“The immortal desire of immortals we saw in their eyes and sighed.”
“Do not heed these forms!” cried Niam. Compare with this from another source: “Flee from the Hall of Learning, it is dangerous in its perfidious beauty. .... Beware, lest dazzled by illusive radiance thy Soul should linger and be caught in its deceptive light. .... It shines from the jewel of the Great Ensnarer.” There are centres in man corresponding to these appearances. They give vision and entrance into a red and dreadful world, where unappeasable desire smites the soul—a dangerous clairvoyence. But in the sphere beyond their power has to be conquered, and here Oisin wars with the giant Fomor. De Dannan and Romorian passed from Eire wrestle still in the invisible world, say the legends. We, too— would-be mystics—are met on the threshold of diviner spheres by terrible forms embodying the sins of a living past when we misused our spiritual powers in old Atlantean days. These forms must be conquered and so Oisin battles with Fomor and releases the power— a princess in the story. This fight with the demon must be fought by everyone who would enter the land of the Gods, whether in conscious occult adventure or half-consciously after death, when the strange alchemist Nature separates the subtile from the gross in the soul in this region which Oisin passes through. Tir-na-noge, the land of Niam, is that region the soul lives in when its grosser energies and desires have been subdued, dominated and brought under the control of light; where the Ray of Beauty kindles and illuminates every form which the imagination conceives, and where every form tends to its archetype. It is a real region which has been approached and described by the poets and sages who, at all times, have endeavoured to express something of the higher realities. It is not distant, but exists in earth as the soul within the body, and may be perceived through and along with the surface forms. In a sense it corresponds with the Tibetan Devachan, and in this region Oisin lives for a hundred years, until desire to see Eire once more arises and he parts from Niam. Nor the details of his return, the drowsy land in which he slumbers; how he fell off the white horse and became an old man with the weariness of his hundreds of years upon him—I must refer the reader to the legends. He will read not alone of Oisin, but of many an old hero, who, hailed by the faery (divine) voice, went away to live in the heart of green hills (to be initiated) or to these strange worlds.
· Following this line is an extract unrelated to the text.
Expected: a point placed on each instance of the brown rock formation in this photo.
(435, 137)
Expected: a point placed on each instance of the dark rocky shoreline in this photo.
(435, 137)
Dear children of Eire, not alone to the past but to today belong such destinies. For if we will we can enter the enchanted land. The Golden Age is all about us, and heroic forms and imperishable love. In that mystic light rolled round our hills and valleys hang deed and memories which yet live and inspire. The Gods have not deserted us. Hearing our call they will return. A new cycle is dawning and the sweetness of the morning twilight is in the air. We can breathe it if we will but awaken from our slumber.